Activists, of course, are almost always reactive in the same way. We try to kill the rats, or at least silence them, instead of changing the conditions that encourage them to breed. That requires an entirely different strategy. Even establishing legal guidelines for equality, like overturning the Defense of Marriage Act, is only mid-term thinking. How can we change the whole game?

It seems impossible. It probably is. But shouldn't we let ourselves think about the impossible every now and then? Let our minds loose? I admit I've been reading Emerson, Thoreau, even Oscar Wilde who has more in common with the others than I thought. In some ways he was more farseeing, also more practical. He was an early advocate of socialism, distributing resources so that the poor would be liberated from their poverty and the rich liberated from the stifling weight of their possessions, which would allow everyone to fulfill, he thought, their individual potential. Except he also saw how easy socialism was to hijack, turn into one more version of fascism.
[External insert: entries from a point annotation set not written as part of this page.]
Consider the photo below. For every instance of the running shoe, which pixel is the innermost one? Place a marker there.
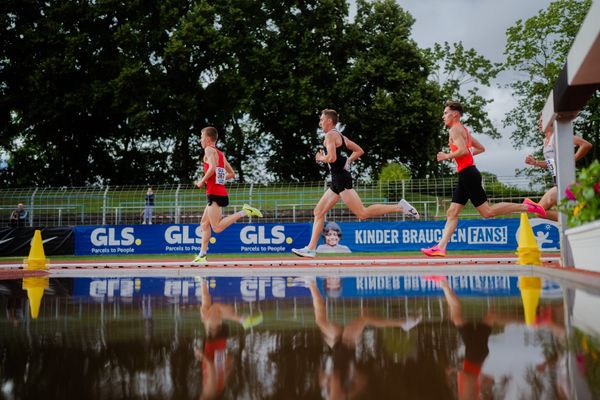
(408, 209)
(302, 281)
(434, 251)
(305, 252)
(200, 259)
(534, 207)
(251, 210)
(250, 321)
In fact, he all but declared real socialism impossible, before going on to say, "This is why it is worth carrying out, and that is why one proposes it. For what is a practical scheme? A practical scheme is either a scheme that is already in existence, or a scheme that could be carried out under existing conditions. But it is exactly the existing conditions that one objects to; and any scheme that could accept these conditions is wrong and foolish."

The bigger question is why Americans have given up on utopias. (And queers on liberation). Communism, of course, gave utopias a bad name. Slaughters and tyranny will do that. We had a brief, drug-fueled wave of optimistic thinking in the Sixties and Seventies. Now, our only politics is that of the possible.

Why? Maybe we really believe everything important has already been done, and now all we have to do is refine things a little. Or maybe both the Right and the Left have come to prefer dystopias, and visions of the end of the world. On one side they scream, my god, the Muslims are coming, or Muslim black commie socialists. On the other, watch out for the reign of Sarah Palin. Or Gingrich. Whatever the devil is du jour.

We've ceded our imaginations to the rats. But they are only good for comic relief. Like the ones in my neighborhood, that jump out at unsuspecting partiers on the street as they scurry from parked car to garden to garbage heap.